Representing 2.5 million workers, the unions have gone on strike repeatedly since a debt crisis erupted in late 2009, testing the government's will to impose the painful conditions of an international bailout in the face of growing public anger.
"Today's strike is a new effort to get rid of the bailout deal and those who take advantage of the people and bring only misery," said Ilias Iliopoulos, secretary general of the ADEDY public sector union which is organising the walkout with private sector union GSEE.
"A social explosion is very near," he told Reuters from a rally in a central Athens square, as police helicopters clattered overhead.
Prime Minister Antonis Samaras's eight-month-old coalition government has been eager to show it will implement reforms it promised the European Union and International Monetary Fund, which have bailed Athens out twice with over 200 billion euros.
It has taken a tough line on striking workers, invoking emergency laws twice this year to order seamen and subway workers back to their jobs after week-long walkouts that paralysed public transport in Athens and led to food shortages on islands.
But in a sign it may be buckling under pressure, it announced on Monday it would not fire almost 1,900 civil servants earmarked for possible dismissal, despite promising foreign lenders it would seek to cut the public payroll.
Greece secured bailout funds in December, ending months of uncertainty over the country's future in the euro zone, and analysts said this had created expectations among Greeks that things would improve for them personally.
"If these expectations are not satisfied by the summer, then whatever is left of the working class will respond with more protests," said Costas Panagopoulos, head of Alco pollsters.

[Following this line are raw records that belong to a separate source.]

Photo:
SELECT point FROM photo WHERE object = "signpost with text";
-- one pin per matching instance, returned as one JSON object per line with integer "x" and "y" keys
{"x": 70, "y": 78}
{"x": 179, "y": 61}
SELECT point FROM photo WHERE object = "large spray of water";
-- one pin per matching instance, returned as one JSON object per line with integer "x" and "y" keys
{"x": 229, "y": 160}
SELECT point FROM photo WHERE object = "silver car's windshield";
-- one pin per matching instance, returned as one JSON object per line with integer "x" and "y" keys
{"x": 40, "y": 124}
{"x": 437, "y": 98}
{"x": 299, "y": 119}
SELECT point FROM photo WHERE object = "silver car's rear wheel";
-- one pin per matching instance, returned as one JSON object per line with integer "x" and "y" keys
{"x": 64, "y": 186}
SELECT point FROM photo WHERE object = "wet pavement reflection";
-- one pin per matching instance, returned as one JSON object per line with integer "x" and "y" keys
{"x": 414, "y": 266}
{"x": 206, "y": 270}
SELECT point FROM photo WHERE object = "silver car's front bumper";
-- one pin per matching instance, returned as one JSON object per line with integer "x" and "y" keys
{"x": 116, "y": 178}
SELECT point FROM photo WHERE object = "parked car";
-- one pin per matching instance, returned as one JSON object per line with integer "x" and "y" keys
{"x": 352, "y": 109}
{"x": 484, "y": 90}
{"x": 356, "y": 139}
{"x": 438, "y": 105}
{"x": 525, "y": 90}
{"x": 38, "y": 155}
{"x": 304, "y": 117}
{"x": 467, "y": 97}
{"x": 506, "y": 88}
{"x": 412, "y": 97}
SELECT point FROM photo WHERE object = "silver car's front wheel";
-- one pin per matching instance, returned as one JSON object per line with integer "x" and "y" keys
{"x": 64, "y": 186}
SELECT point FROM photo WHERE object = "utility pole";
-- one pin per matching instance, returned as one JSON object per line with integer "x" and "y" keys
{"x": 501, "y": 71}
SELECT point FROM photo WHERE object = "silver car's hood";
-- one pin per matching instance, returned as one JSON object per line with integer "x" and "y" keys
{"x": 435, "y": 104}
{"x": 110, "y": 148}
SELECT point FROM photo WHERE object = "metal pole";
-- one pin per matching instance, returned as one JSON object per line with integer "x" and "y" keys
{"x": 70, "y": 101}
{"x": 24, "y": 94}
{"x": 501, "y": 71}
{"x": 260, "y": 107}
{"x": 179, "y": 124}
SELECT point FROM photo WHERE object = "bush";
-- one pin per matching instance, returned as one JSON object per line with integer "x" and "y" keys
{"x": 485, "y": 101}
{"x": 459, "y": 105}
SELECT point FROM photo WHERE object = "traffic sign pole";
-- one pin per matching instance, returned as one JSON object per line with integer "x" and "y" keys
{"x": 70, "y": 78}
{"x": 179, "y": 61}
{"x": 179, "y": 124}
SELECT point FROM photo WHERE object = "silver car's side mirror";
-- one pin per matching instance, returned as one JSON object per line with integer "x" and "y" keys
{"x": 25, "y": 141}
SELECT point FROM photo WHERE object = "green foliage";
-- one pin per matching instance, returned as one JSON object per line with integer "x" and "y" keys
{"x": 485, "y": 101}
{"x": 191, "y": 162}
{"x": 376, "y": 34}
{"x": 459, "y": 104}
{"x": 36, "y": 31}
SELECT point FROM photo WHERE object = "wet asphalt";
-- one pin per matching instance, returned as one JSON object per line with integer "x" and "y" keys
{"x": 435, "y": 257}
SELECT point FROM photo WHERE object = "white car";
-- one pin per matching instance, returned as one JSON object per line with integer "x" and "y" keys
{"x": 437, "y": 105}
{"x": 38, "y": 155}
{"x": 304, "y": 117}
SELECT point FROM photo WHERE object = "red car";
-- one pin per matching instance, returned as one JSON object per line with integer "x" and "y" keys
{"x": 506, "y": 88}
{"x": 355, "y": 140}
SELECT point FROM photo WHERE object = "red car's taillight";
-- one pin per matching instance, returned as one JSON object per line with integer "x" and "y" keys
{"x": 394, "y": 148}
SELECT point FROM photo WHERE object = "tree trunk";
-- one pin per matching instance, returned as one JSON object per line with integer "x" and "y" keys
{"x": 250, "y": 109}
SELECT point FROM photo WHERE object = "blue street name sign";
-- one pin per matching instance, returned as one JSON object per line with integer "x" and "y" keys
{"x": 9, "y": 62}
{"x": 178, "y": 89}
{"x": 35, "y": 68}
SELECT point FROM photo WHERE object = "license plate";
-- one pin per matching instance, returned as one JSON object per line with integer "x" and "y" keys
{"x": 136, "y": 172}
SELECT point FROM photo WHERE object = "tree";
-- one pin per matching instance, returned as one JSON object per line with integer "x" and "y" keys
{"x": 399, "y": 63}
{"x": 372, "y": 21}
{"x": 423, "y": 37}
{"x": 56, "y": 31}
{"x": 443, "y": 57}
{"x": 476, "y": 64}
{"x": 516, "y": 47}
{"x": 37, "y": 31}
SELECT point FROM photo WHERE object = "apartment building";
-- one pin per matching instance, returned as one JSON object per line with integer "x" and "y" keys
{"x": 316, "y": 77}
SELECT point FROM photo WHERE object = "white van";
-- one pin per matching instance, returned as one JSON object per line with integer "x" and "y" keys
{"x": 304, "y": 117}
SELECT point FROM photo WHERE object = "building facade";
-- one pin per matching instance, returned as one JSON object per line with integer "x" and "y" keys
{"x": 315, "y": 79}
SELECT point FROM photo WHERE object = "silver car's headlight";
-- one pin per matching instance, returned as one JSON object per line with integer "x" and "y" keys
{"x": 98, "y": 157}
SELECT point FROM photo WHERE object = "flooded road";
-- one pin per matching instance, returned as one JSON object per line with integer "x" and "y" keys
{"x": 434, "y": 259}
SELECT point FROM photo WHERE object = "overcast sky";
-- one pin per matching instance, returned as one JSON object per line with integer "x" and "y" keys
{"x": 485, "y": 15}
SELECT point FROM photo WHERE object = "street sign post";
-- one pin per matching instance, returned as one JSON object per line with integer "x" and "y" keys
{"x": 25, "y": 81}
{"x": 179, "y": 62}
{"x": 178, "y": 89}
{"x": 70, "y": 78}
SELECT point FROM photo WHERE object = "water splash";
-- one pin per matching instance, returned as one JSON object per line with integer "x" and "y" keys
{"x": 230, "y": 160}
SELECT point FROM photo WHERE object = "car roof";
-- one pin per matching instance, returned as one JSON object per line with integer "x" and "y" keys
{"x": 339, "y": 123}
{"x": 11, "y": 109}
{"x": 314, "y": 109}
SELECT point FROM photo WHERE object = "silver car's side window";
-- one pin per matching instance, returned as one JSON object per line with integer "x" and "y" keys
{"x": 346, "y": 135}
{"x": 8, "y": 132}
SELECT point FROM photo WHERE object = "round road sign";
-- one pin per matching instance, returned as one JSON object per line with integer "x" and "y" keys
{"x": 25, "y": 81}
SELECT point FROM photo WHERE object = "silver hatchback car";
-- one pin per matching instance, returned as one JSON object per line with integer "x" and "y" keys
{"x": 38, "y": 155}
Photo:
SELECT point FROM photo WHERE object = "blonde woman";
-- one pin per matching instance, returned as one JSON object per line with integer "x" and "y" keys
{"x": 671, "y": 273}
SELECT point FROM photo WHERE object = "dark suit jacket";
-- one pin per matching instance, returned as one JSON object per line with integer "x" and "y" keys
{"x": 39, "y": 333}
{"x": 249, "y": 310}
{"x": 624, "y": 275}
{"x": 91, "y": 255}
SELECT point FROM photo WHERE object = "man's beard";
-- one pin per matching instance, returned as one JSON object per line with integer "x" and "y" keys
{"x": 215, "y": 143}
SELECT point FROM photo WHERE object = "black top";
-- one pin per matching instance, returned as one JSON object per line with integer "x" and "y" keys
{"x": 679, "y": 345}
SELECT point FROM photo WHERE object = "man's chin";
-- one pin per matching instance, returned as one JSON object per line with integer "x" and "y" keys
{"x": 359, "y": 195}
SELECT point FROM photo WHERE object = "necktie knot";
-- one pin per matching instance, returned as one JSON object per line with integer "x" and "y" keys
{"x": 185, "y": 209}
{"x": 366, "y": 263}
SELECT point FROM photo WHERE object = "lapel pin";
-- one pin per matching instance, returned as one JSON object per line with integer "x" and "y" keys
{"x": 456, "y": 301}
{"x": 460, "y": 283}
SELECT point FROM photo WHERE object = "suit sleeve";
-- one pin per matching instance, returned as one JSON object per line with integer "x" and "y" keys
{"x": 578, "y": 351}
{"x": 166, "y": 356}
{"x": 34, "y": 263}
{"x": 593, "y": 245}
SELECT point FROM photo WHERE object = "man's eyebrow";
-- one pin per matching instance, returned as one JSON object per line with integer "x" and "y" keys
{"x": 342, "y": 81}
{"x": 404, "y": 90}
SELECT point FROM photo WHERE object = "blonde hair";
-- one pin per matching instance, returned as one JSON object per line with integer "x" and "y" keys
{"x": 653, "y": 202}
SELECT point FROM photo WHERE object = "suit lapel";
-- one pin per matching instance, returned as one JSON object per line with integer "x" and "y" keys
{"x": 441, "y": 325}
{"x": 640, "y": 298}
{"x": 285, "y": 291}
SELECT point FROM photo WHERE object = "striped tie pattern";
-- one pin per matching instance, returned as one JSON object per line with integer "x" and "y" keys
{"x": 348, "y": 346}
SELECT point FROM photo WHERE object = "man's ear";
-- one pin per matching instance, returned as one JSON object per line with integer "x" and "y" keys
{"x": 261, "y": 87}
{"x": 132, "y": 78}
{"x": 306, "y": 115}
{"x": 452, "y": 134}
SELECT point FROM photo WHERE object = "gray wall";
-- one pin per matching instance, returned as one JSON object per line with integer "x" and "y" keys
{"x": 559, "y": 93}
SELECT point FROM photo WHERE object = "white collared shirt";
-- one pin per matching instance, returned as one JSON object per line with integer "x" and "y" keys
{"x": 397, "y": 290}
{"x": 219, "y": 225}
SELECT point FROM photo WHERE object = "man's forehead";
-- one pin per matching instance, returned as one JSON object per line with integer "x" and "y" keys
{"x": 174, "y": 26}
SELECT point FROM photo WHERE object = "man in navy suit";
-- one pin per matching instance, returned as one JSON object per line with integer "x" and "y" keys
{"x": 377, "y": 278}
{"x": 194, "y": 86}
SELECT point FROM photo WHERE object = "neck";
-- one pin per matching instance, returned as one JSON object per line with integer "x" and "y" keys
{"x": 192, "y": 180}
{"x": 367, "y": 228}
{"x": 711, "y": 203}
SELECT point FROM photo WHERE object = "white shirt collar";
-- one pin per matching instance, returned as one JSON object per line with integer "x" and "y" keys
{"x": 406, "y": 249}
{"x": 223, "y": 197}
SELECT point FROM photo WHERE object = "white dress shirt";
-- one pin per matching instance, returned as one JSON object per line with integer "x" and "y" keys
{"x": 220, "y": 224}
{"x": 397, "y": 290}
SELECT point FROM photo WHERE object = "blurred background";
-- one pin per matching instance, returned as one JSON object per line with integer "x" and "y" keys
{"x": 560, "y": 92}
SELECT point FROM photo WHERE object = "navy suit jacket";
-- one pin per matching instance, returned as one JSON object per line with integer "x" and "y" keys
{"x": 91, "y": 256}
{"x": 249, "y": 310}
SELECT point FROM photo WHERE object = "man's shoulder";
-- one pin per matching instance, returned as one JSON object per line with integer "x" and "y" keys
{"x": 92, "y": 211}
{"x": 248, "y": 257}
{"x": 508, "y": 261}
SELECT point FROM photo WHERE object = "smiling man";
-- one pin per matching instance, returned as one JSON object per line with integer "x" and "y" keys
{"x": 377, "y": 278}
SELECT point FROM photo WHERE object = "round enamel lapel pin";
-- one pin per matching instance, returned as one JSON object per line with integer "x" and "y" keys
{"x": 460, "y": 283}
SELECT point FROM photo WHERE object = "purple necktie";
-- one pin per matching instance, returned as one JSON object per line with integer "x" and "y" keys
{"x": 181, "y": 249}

Six years of recession and three of austerity have tripled the rate of unemployment to 27 percent. More than 60 percent of young workers are jobless.
"We need to fight tooth and nail to protect the youth," said pensioner Ioannis Alexiadis, 70, who lives on 470 euros a month.
Most business and public sector activity came to a halt on Wednesday with schoolteachers, train drivers and doctors among those joining the strike. Banks pulled down their shutters and ships stayed docked as seamen defied government orders to return to work.
Labour unrest has picked up in recent weeks. A visit by French President Francois Hollande in Athens on Tuesday went largely unreported as Greek journalists were on strike.
A banner reading "No to the euro" was hung on fencing protecting parliament on the main Syntagma Square, where marches are expected to culminate in demonstrations later on Wednesday. Past protests have often ended in violent clashes with police.
"We're on our knees. The country has been destroyed, the young people have been destroyed," said Nikos Papageorgiou, 56, a civil servant. "I'm outraged with the Europeans and our politicians as well. They should all go to jail."